Cessano i segnali, ma non cessa il divertimento. Scendiamo per un’altra strada, quella più orientale, che direttamente collega la Caserma del Gaudo, base di partenza, con il Rifugio di Senerchia. E’ una via più agevole di quella dell’andata, almeno per la prima parte, ed i suoi regolari rettilinei e le sue docili discese ci consentono di superarci in scioltezza. Ma essendo, come detto, la quota inversamente proporzionale alla pendenza, ad un certo punto almeno i meno bravi debbono frenare i loro ardori con le pelli di foca. Altri riescono ad impostare accorte manovre di spazzaneve. Ma non è finita.

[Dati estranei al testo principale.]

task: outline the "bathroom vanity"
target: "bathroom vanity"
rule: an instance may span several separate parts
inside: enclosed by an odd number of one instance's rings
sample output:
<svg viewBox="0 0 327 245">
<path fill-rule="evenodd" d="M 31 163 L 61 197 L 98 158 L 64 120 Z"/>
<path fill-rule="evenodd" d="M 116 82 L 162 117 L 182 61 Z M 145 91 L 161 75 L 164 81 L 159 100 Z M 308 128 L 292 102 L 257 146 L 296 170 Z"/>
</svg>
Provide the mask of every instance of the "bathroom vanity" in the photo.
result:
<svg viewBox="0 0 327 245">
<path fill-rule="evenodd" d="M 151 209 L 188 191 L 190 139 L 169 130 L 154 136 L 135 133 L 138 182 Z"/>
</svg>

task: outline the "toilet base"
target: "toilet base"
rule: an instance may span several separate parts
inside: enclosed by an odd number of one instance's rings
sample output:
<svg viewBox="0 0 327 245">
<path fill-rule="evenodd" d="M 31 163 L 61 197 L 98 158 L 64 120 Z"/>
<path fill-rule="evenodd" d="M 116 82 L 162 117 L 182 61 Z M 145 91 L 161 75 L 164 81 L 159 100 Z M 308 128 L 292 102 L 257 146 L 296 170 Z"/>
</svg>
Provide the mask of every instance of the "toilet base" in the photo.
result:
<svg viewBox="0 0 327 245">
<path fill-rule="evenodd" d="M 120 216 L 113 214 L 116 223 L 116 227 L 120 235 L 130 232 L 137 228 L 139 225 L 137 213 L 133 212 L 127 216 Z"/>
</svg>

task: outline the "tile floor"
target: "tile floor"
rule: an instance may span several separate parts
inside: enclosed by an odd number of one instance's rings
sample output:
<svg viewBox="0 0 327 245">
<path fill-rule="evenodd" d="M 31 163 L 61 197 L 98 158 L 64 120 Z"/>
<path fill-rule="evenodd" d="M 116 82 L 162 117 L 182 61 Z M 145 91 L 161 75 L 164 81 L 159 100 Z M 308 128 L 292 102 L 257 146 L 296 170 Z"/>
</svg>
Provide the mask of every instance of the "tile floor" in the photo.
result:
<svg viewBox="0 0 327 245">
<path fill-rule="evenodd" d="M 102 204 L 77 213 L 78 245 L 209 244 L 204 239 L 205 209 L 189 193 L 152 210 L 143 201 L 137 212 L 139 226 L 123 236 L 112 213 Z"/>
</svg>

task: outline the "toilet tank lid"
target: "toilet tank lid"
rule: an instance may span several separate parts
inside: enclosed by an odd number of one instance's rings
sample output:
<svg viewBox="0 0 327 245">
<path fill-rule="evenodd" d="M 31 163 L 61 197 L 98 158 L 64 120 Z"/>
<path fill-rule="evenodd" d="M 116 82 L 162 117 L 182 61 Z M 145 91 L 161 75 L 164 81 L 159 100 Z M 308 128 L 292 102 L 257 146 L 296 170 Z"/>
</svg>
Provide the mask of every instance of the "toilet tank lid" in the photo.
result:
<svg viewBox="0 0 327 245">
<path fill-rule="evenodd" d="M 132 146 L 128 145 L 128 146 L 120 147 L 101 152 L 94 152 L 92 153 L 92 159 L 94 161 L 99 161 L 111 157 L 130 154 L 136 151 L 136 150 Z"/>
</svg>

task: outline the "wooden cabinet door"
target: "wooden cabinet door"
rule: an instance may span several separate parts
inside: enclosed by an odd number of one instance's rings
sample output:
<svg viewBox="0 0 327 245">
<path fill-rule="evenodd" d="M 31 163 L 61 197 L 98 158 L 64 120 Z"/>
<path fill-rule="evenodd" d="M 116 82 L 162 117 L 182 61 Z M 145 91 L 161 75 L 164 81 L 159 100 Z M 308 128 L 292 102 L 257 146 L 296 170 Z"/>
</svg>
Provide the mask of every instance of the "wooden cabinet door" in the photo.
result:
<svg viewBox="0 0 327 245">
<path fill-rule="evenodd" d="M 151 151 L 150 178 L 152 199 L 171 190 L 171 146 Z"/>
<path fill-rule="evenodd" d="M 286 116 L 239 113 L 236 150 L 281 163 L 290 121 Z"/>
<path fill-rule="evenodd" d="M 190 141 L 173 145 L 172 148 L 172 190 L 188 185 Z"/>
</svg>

Bisogna andare a recuperare gli scarponi.  Ovvero giunti ad un bivio, abbandonare la discesa e risalire per oltre un chilometro. Invano viene chiesto se qualcuno vuole restare e proseguire  diritto. Tutti hanno ancora forza nelle gambe e soprattutto voglia di prolungare la giornata. Nell’amena piazzola dell’occultamento, un’ ultima sosta, un ultimo mandarino, un ultimo sorso di tè. Poi, inevitabilmente calzati gli scarponi e riaffardellati gli sci, giù per la dorsale che mena diritto alle macchine.  Rotoliamo diritto, aggirando solo  quella specie di fortini vegetali che gli agrifogli hanno costituito, volgendo all’esterno le loro lance ed addossandosi gli uni agli altri, in impenetrabile arroccamento. Le bacche rosse sono ormai cadute e spiccano sulle chiazze di neve che si fanno sempre più rade per cedere al fogliame ed al terriccio.

Stavolta è propria finita. Ma almeno per tutta la settimana e fino alla prossima uscita noi non cesseremo di emanare e diffondere i gioiosi segnali di fumo incamerati sul Polveracchio.